Breaking down barriers, tackling stigma
We're delighted to announce that Vincent the Bipolar Bear - a sculpture designed and created by our patients in Birmingham - has won a prestigious National Service User Award in the category of 'Breaking Down Barriers: Tackling Stigma".
The judging panel for the awards featured a mixture of guest and service user judges, and the winners were announced on Thursday 12 November during a black tie gala event at the Ricoh Arena in Coventry.
The National Service User Awards are designed to recognise all of the amazing things that people in inpatient services have achieved across the country. Our entry, Vincent, was part of 'The Big Sleuth' - a free public art trail held last summer in aid of Birmingham Children's Hospital. The trail featured 100 giant bear sculptures (and over 100 bear cubs created by schools and young people), who left their paw prints all over Birmingham.
The people in our care wanted Vincent's design to show their journey through mental health recovery, and they drew inspiration from artist Vincent Van Gogh, who was believed to have bipolar disorder and other mental health issues.
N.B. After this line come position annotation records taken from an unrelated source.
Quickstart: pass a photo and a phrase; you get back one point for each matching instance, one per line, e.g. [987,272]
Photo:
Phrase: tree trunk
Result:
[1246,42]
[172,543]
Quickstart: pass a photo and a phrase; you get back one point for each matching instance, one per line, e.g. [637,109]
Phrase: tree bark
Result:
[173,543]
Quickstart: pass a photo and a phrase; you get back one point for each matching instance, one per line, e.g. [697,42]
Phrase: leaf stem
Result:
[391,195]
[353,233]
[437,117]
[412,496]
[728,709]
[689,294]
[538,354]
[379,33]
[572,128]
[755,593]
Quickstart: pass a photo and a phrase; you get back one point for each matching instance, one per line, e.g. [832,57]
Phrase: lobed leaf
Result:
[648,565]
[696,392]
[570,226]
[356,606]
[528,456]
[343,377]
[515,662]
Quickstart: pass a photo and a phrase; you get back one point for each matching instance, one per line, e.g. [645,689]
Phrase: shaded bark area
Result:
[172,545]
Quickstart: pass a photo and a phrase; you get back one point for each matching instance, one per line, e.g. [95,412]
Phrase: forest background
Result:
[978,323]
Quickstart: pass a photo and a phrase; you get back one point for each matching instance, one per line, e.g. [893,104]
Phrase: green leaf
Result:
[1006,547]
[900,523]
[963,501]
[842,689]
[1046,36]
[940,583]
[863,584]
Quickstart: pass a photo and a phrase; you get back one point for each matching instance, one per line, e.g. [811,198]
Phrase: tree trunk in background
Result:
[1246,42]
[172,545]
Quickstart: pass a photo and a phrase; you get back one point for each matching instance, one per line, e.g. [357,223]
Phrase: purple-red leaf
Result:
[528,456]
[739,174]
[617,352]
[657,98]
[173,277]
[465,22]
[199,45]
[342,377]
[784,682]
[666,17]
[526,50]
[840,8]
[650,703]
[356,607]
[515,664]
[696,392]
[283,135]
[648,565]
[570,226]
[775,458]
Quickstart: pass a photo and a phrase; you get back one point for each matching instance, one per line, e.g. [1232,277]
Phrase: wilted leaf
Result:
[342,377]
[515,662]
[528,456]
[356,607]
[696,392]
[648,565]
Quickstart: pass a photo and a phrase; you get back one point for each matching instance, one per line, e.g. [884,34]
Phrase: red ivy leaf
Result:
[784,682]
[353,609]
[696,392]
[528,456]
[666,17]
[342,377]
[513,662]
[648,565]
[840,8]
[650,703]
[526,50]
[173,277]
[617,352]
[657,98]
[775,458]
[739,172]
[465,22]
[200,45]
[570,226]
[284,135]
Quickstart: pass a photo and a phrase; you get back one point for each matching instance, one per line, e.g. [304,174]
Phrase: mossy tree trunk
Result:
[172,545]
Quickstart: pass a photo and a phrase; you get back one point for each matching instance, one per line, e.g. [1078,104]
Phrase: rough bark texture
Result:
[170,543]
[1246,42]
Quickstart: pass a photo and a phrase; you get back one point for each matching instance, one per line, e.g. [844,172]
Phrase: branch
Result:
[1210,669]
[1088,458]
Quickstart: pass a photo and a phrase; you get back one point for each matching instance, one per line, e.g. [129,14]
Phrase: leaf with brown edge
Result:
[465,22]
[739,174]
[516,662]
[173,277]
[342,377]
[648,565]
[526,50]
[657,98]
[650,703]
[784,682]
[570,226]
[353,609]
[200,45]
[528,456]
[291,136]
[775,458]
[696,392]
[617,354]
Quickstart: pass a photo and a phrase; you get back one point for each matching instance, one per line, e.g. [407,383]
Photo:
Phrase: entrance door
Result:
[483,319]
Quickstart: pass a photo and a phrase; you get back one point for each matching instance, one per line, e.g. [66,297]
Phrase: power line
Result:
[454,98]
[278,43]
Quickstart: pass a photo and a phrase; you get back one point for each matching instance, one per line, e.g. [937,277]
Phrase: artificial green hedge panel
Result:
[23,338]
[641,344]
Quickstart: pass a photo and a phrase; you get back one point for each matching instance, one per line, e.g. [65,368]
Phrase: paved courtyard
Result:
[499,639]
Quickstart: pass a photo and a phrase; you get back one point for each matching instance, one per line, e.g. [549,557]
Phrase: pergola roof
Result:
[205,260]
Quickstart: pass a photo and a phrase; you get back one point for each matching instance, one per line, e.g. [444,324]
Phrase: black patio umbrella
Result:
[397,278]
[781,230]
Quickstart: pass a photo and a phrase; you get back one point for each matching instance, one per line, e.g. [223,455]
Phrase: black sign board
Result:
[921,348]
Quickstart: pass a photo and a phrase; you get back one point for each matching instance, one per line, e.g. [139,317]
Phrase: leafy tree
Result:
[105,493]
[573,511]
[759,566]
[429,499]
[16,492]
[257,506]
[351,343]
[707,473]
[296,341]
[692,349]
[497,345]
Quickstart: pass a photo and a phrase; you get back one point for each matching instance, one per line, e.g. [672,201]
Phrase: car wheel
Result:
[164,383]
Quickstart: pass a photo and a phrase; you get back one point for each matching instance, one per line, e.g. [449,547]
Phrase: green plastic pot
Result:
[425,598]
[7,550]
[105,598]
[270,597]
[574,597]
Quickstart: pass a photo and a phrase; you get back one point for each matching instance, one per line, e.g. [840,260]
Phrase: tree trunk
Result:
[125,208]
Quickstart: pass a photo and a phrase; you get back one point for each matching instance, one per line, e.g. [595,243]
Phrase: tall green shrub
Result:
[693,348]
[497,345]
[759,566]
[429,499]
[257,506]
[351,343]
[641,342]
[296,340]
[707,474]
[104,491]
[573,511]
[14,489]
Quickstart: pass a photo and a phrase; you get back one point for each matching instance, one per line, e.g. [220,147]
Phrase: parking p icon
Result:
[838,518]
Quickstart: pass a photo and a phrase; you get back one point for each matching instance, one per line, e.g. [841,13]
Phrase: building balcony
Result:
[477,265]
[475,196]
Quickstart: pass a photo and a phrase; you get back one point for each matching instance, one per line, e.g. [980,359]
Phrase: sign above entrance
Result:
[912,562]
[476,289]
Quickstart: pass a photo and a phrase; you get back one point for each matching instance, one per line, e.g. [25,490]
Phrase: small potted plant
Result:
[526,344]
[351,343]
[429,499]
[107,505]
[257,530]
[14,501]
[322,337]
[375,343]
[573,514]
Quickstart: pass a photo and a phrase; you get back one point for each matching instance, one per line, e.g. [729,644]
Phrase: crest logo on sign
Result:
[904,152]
Marcela Stenson, Visual Arts Specialist at St Andrew’s Healthcare Birmingham, attended the awards ceremony.
She commented: “It is great honour to be part of the National Service Users Awards and to be recognised for the work our patients do. Vincent the Bipolar Bear is a great project which speaks to many who experienced or are living with mental health condition.
"I’m extremely proud for all the work our patients put into this project and it will have long lasting legacy for many years to come.”
The patients' bear design brought to life their different experiences of mental health care, with the design featuring a rucksack, waves, sunflowers and a wrist watch, representing the patients’ recovery journey; moving away, undertaking treatment, growth and finding peace – a journey which may take some time.
Marcela explained: “Our patients were involved with the project from the very beginning, and the idea was presented to them during delegated workshops and in individual sessions to ensure that as many people as possible were involved.
"The final version included 12 key designs combined into one, which had to be submitted for approval as part of the project. After this we were able to start with painting. Many patients took part in various aspects of the painting and worked tirelessly in completing the sculpture's design.
"This sparked lots of interest from other patients and staff who usually are not interested in art. Throughout the process, patients would come and comment on the progress and ask questions about the project.It genuinely helped to build our patients' confidence, as they were also able to see how the final sculpture was persevered by the community and visitors of Birmingham."